Werbung

Punk aus der DDR

Leben und Legenden des »Otze« Ehrlich

  • Dirk Teschner
  • Lesedauer: 4 Min.

Nun ist es also da, das Buch über den Punkrockstar der DDR: Dieter »Otze« Ehrlich. Otze gründete 1979 in Stotternheim bei Erfurt mit seinem Bruder Klaus die Punkband Schleim-Keim. Um Otze ranken sich nicht erst seit seinem Tod im Jahr 2005 etliche Legenden. Die Buchherausgeber Anne Hahn und Frank Willmann griffen diese Legenden auf.
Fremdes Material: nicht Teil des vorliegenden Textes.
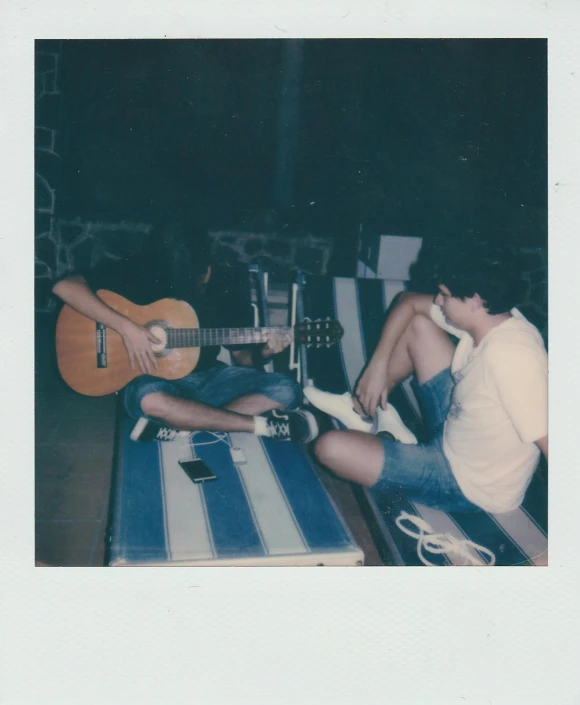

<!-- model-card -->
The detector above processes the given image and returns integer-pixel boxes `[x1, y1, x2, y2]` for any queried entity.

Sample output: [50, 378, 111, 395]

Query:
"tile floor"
[35, 315, 383, 566]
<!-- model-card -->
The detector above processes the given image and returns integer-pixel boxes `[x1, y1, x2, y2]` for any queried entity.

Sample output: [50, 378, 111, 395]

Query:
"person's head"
[435, 239, 523, 315]
[144, 221, 212, 299]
Sechzehn männliche Zeitzeugen erzählen von ihren Erlebnissen mit Otze – und von eigenen Heldentaten.

Da werden Bierfässer aus Kneipen gerollt, verfeindete Armeen mit blanken Fäusten besiegt und komplette Drogenlabors durchgetestet. Dabei kann es schon mal passieren, dass es zu vollkommen verschiedenen Erinnerungen an dieselben Geschehnisse kommt. Das ist oft amüsant, manchmal aber auch ärgerlich. Zum Beispiel, was die Geschichte über die erste Vinyl-Erscheinung mit einer DDR-Punkband betrifft, oder vielmehr: den Honorarabholbesuch bei Sascha Anderson. Auf dessen Betreiben erschien 1983 auf dem Westberliner Label Aggressive Rockproduktionen die Platte »eNDe – DDR von unten« mit Schleim-Keim (auf der Platte als Sau-Kerle) und der Dresdner Künstlerband Zwitschermaschine. Den beteiligten Musikern waren von Anderson Belegexemplare und DM versprochen worden. Nach Erscheinen der Platte kamen allerdings weder Geld noch Vinyl nach Stotternheim, sondern stattdessen Mitarbeiter der Stasi. Otze reiste dann mit Verstärkung in Berlin bei Anderson an, um sein Lohn abzuholen.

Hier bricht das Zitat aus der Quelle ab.